Wednesday, August 6, 2014

Our military preparedness is in dire straits. And, the media covers it up.

National Defense Panel’s Bombshell Report

It has gotten pretty much zero press attention, but last week the congressionally mandated National Defense Panel issued what should have been seen as a bombshell review of American military readiness, or lack thereof. The bipartisan credentials of the board members cannot be doubted. The panel was co-chaired by Clinton-era Defense Secretary Bill Perry and retired General John Abizaid. Members included both Bush-era Defense Department appointees such as Eric Edelman and Obama-era successors such as Michele Flournoy. The only thing uniting the members of the panel was deep knowledge of, and interest in, defense policy.
Such a group might be expected to endorse the status quo as the lowest-common-denominator option.
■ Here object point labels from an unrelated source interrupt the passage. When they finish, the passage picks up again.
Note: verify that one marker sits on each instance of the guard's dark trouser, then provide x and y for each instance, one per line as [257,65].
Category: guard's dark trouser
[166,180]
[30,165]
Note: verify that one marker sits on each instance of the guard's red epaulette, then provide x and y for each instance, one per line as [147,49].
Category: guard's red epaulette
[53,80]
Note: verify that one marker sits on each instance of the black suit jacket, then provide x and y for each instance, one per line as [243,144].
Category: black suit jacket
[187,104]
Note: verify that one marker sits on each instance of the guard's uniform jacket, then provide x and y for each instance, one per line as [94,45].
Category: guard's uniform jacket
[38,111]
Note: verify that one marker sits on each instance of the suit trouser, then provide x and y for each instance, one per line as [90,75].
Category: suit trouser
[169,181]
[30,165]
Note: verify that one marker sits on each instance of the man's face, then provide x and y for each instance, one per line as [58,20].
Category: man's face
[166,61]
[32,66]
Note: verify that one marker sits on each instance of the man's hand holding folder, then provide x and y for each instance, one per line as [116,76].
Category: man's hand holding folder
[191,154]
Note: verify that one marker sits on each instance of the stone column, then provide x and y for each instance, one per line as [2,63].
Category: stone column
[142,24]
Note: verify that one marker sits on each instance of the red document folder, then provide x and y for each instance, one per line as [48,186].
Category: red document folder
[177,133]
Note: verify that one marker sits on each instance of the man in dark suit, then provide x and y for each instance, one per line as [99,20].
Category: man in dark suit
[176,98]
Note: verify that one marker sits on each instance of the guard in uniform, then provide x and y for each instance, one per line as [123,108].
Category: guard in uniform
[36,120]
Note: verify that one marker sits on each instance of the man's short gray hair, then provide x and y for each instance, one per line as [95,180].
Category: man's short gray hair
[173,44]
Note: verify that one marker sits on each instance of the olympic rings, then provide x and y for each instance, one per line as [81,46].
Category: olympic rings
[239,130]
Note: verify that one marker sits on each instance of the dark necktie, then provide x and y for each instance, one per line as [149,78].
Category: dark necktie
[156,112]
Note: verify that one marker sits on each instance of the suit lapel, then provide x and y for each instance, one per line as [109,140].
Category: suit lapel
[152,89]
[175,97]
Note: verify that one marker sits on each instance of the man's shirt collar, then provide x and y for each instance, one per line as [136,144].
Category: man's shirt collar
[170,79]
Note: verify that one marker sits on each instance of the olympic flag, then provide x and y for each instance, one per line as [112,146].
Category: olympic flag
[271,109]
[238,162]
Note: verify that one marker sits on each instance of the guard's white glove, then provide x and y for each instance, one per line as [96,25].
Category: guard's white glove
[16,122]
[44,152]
But that’s not what they did. Instead they issued a blistering denunciation of the impact that budget cuts–amounting to a trillion dollars over 10 years–are having on the armed forces. These cuts, they warned, “constitute a serious strategic misstep on the part of the United States. Not only have they caused significant investment shortfalls in U.S. military readiness and both present and future capabilities, they have prompted our current and potential allies and adversaries to question our commitment and resolve. Unless reversed, these shortfalls will lead to a high risk force in the near future. That in turn will lead to an America that is not only less secure but also far less prosperous.”
The panel identified “disturbing” and “dangerous” gaps between the “capabilities and capacities” called for under the 2014 Quadrennial Defense Review and the actual “budget resources made available to the [Defense] Department.” Specifically the panel determined that both the Navy and Air Force need to grow and the Army and Marine Corps should not shrink as much as currently envisioned.
The Navy, the panel noted, should have between 323 and 346 ships yet it is currently “on a budgetary path to 260 ships or less.”
The Air Force, the panel found, “now fields the smallest and oldest force of combat aircraft in its history” and that situation is going to get much worse because it is going to lose half of its current inventory of bombers, fighter aircraft, and surveillance aircraft by 2019. The panel called for an increase in “the number of manned and unmanned aircraft capable of conducting both ISR [intelligence, surveillance, and reconnaissance] and  long range strike in contested airspace.”
The panel also found that currently contemplated reductions in Army end-strength go too far. “We believe the Army and the Marine Corps should not be reduced below their pre-9/11 end strengths–490,000 active-duty soldiers in the Army and 182,000 active Marines,” the panel concluded. Yet on the current trajectory the army is likely to wind up with 420,000 soldiers and the Corps with 175,000 marines.
The defense panel rightly warned that “sustaining these significant cuts to our defense budgets will not solve our fiscal woes, but will increasingly jeopardize our international defense posture and ultimately damage our security, prospects for economic growth, and other interests.”
But no one in Washington, on either side of the aisle, seems to care. All Republicans seem to care about anymore is avoiding tax hikes. All that Democrats seem to care about anymore is avoiding cuts in entitlement programs. Whatever happened to the parties of Ronald Reagan and John F. Kennedy? They seem to be as gone as those presidents. And America is going to pay the price unless we see some leadership on defense issues at the top of our political system on both ends of Pennsylvania Avenue.